Rosaria Rossini, Marco Jahn, Anastasios Zafeiropoulos, Nikos Filinis, Dimitrios Spatharakis, Ioannis Dimolitsas, Eleni Fotopoulou, Constantinos Vassilakis, Symeon Papavassiliou, Theodore Zahariadis, Ilias Nektarios Seitanidis, Enric Pages, Guillermo Gomez, Sergiy Remezov Grynchenko
Transparency, collaboration, security, and digital sovereignty are the open source values that are also important to many European countries and institutions. Open source software offers practical advantages, cost savings, and opportunities for innovation that contribute to the region’s technological advancement and competitiveness, as well as fosters collaboration among developers and encourages innovation. On top of these values, several European projects try to build a sustainable and innovative future. In this paper the authors present two examples of an open source applications of meta-operating system (metaOS).
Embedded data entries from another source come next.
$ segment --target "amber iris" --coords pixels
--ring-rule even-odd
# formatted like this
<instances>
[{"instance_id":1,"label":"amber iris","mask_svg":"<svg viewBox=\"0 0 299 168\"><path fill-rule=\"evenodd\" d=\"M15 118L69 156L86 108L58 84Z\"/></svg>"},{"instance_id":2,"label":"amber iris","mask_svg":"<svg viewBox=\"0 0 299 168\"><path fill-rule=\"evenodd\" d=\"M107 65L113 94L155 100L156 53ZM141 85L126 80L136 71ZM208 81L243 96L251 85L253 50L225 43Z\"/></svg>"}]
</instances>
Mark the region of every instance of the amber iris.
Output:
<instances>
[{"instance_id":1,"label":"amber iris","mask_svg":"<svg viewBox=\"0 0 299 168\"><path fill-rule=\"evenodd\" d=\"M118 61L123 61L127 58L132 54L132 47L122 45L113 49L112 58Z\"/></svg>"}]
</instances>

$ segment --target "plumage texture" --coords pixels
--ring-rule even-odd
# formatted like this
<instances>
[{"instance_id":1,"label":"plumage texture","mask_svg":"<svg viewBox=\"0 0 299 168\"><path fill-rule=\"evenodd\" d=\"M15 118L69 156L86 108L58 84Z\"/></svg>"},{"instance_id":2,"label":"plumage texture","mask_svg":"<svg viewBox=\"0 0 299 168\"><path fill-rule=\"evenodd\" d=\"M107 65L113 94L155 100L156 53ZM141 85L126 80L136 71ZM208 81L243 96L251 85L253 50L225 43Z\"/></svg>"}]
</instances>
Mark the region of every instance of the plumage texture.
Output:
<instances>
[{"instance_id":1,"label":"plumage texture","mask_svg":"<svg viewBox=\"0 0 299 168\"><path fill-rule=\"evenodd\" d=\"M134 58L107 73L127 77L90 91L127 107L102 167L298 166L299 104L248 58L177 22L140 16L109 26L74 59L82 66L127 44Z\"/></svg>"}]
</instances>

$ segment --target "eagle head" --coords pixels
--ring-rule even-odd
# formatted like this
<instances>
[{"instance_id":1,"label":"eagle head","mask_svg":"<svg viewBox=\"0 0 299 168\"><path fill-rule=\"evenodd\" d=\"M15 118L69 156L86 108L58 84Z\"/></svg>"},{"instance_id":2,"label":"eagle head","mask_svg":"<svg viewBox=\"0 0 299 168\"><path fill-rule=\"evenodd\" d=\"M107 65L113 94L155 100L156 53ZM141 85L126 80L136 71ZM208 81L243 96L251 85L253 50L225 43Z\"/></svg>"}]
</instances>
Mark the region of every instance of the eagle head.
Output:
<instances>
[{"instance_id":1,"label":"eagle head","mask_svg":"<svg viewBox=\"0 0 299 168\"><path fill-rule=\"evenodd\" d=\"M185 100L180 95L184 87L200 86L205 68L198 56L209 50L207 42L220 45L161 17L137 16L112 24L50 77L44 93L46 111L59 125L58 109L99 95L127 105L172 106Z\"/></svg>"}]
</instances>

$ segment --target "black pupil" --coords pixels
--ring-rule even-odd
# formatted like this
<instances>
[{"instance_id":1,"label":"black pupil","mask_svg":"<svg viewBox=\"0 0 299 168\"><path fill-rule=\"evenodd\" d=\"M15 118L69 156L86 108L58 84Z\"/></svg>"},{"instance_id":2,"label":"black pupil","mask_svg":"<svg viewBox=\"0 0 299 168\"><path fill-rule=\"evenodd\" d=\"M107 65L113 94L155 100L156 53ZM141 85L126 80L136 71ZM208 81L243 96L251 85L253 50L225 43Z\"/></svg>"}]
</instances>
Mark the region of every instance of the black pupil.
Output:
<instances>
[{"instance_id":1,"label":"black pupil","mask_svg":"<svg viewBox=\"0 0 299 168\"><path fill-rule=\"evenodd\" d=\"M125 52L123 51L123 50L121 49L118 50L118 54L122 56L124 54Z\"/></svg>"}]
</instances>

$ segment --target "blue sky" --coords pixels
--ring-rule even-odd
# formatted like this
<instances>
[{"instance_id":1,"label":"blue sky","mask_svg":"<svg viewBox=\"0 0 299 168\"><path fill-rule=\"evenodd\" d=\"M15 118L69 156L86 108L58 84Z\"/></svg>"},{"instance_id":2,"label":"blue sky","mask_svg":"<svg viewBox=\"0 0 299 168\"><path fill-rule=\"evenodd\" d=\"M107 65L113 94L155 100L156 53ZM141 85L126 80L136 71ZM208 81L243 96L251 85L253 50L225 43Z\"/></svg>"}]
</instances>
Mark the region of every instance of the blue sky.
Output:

The first NExt generation Meta Operating systems (NEMO) builds the future of the Artificial Intelligence of Things(AIoT)-edge-cloud continuum by introducing an open source, modular and cybersecure metaOS. The second regards the open source solutions provided by the NEPHELE project to assist orchestration of distributed applications across resources in the computing continuum. In this matter, the open source components of the metaOS projects are presented for each functional layer in the architecture, demonstrating the value of open source for the metaOS sustainability in a specific use case.